The IP searches can be for any valid IP or CIDR subnet (e.g. “1.2.3.0/24”).

Example input:

curl -H 'Authorization: Bearer 12345TOKEN67890' https://api.spamhaus.org/api/intel/v2/byobject/url/search -X POST -d '{"ip":"1.2.3.4"}'

Example output

{
  "ts": 1717134688,
  "id": 1234567,
  "url": "http://1.2.3.4:60388/bin.sh"
}
{
  "ts": 1717134688,
  "id": 1234567,
  "url": "http://1.2.3.4:60388/bin.sh"
}

Hostname

{
    "host": "www.example.com"
}

Example input:

curl -H 'Authorization: Bearer 12345TOKEN67890' https://api.spamhaus.org/api/intel/v2/byobject/url/search -X POST -d '{"host":"www.example.com"}'

Example output

{
  "ts": 1716900215,
  "id": 1234567,
  "url": "https://www.example.com/scl/fi/y6v1mrocebayygj1ld5td/online.msi?rlkey=zjeecz4qvl4t5ztw89v9t7689vt&st=xgazgzrq&dl=1"
}
{
  "ts": 1716897391,
  "id": 1234568,
  "url": "https://www.example.com/scl/fi/y6v1mrocebayygj1ld5td/online.msi?rlkey=zjeecz4qvl4t5ztw89v9t7689vt&st=xgazgzrq&dl=1"
}
{
  "ts": 1716897390,
  "id": 1234569,
  "url": "https://www.example.com/scl/fi/y6v1mrocebayygj1ld5td/online.msi?rlkey=zjeecz4qvl4t5ztw89v9t7689vt&st=xgazgzrq&dl=1"
}
...more...

ASN

{
    "asn": 13000
}

Example input:

curl -H 'Authorization: Bearer 12345TOKEN67890' https://api.spamhaus.org/api/intel/v2/byobject/url/search -X POST -d '{"asn":"12345"}'

Example output

{
  "ts": 1716224697,
  "id": 1234567,
  "url": "https://example.com/asdfasdf/test/downloads/new_image.jpg"
}
{
  "ts": 1716223545,
  "id": 1234567,
  "url": "https://example.com/asdfasdf/test/downloads/new_image.jpg"
}
{
  "ts": 1717140148,
  "id": 1234568,
  "url": "http://1.2.3.4/RansomV4-2.exe"
}
...more...

Malware family

{
    "malware_family": "mirai"
}

Example input:

curl -H 'Authorization: Bearer 12345TOKEN67890' https://api.spamhaus.org/api/intel/v2/byobject/url/search -X POST -d '{"malware_family":"mirai"}' |

Example output

{
  "ts": 1712688765,
  "id": 1234567,
  "url": "http://1.2.3.4:55691/i"
}
{
  "ts": 1712688688,
  "id": 1234568,
  "url": "http://2.2.3.4/5311qjmikurawepedalnqmashrabotatuk61119123c/infn.arm"
}
{
  "ts": 1712688675,
  "id": 1234566,
  "url": "http://3.2.3.4:38415/Mozi.m"
}
...more...

Hash

{
    "sha256": "c47b31612872d8616dd4d28f434d19a0b9e2ccc1db311f691f47224fed0ac128"
}

Example input:

curl -H 'Authorization: Bearer 12345TOKEN67890' https://api.spamhaus.org/api/intel/v2/byobject/url/search -X POST -d '{"sha256":"c47b31612872d8616dd4d28f434d19a0b9e2ccc1db311f691f47224fed0ac128"}'

Example output

{
  "ts": 1712565641,
  "id": 2804705,
  "url": "http://117.220.146.72:40669/Mozi.m"
}
{
  "ts": 1712565634,
  "id": 2804680,
  "url": "http://222.140.192.157:60339/i"
}
{
  "ts": 1712565629,
  "id": 2804704,
  "url": "http://115.55.232.49:59264/bin.sh"
}
...more...

Tags

Tags are community generated descriptors of the submitted entries.
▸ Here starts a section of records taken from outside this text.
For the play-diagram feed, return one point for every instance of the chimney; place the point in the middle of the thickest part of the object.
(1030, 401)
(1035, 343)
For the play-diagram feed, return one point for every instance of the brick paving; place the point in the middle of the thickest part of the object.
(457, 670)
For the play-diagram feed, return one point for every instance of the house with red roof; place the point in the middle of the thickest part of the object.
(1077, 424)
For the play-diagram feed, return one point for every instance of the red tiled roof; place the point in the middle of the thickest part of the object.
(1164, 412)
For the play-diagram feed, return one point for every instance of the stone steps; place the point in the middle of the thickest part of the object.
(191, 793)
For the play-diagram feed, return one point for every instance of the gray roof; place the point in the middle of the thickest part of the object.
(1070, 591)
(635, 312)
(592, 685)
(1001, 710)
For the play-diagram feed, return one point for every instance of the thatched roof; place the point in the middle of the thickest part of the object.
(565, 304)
They are helpful methods to filter the data appropriate to your use case.

{
    "tags": [ "exe", "32" ]
}

Example input:

curl -H 'Authorization: Bearer 12345TOKEN67890' https://api.spamhaus.org/api/intel/v2/byobject/url/search -X POST -d '{"tags": [ "exe", "32" ]}'

Example output

{
  "ts": 1717235528,
  "id": 1234567,
  "url": "https://example.com/385123/setup.exe",
  "tags": [
    "32",
    "exe"
  ]
}
{
  "ts": 1717232888,
  "id": 1234568,
  "url": "http://example.com/385128/setup.exe",
  "tags": [
    "32",
    "exe"
  ]
}
{
  "ts": 1717224429,
  "id": 1234566,
  "url": "https://example.com/385120/setup.exe",
  "tags": [
    "32",
    "exe"
  ]
...more...

Please note: The search results are not guaranteed to be ordered by any particular criteria.